3. Miscalculated Costs and Pricing
According to CBInsights, 18% of startups fall due to miscalculating, overestimating, and underestimating their business’ costs and prices. This leads to unnecessary financial troubles that could easily be avoided by entrepreneurs doing their due diligence on every aspect of their business’ financial structure.
4. Weak Product or Service
Any new product or service should undergo rigorous market research, testing, and quality control. Only through these processes do potential hiccups and bottlenecks appear. Working to fix these issues before a product or service is launched can be the difference between a failed startup and an emerging giant.
5. Weak Market
While the quality of a business’ core product or service is a crucial aspect of success, the market in which a product or service is launched is equally as important. 14% of entrepreneurs blame poor marketing for their startups’ failure. This is especially true in a market as volatile as the Egyptian market, where purchasing power is relatively low and only products and services that position themselves as an important aspect of Egyptians’ day-to-day life can experience consistent, significant growth.
6. Legal Issues
According to Failory, 7% of failed startups go under due to legal problems and challenges. The first few years for any startup are usually full of chaos and confusion; having strong HR and legal teams can assist businesses by handling the day-to-day complications of operating a business. Being attentive to HR and legal issues allows entrepreneurs to have more time to work on their business and to ensure smooth operation of their startup from the beginning.
7. lack of investment in “the missing middle” stage
Initial funding and late-growth-stage venture capital funding is far more accessible and achievable for startups at this point in time than it was 10 years ago. However, there is still a lack of investment funding in the awkward middle stage of a startup’s growth. As Ayman Ismail from AUC’s School of Business put it, “Growth investments beyond the seed funding (the missing middle) are lacking for several reasons. In the first place, there are very few angel investors who are dynamic in this area, and they do not fill the gap. Second, both investors and startups are not sufficiently instructed on the methods of how to ‘work out the deal’”.

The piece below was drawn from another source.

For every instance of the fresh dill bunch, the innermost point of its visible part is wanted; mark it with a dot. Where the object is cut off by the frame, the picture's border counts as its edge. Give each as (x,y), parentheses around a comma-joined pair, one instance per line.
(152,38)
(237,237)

8. Lack of entrepreneurial experience and business acumen
Having a good idea is one thing. Having the determination, belief, and patience required to build a successful business is another thing. Having the knowledge, experience, and business acumen required to succeed in today’s hectic business world is a completely different ball game. Many startups fail simply because their business model is not up to par, or because their founders lack the wit and know-how needed to handle the unexpected problems that will invariably arise as a natural byproduct of conducting business.
9. Tolerance for failure
Two of the most important skills for any entrepreneur are their tolerance for failure and knowledge of how to fail safely, quickly, and in a way that enables them to rapidly adjust their approach to a certain issue. “Jack Ma, the legendary founder of Ali Baba, a Chinese startup that went on to have the largest IPO in the world last year, often boasts about being rejected more than 30 times from jobs, universities and investors. However, he went on to create one of the world’s most successful e-commerce stages. We need to create a culture of tolerating, or even commending, a failure experience.” (AUC School of Business)
10. Ego Management
Many entrepreneurs can get wrapped up in their own egos as they view their startup as the be-all and end-all of the business world. While confidence can go a long way during pitches and business conferences, it should be accompanied with a healthy dose of humility and modesty.
As the number of startups emerging in the region grows, entrepreneurs must be better educated on how to develop and scale their businesses properly so that we can see more startup success stories in Egypt and the MENA Region.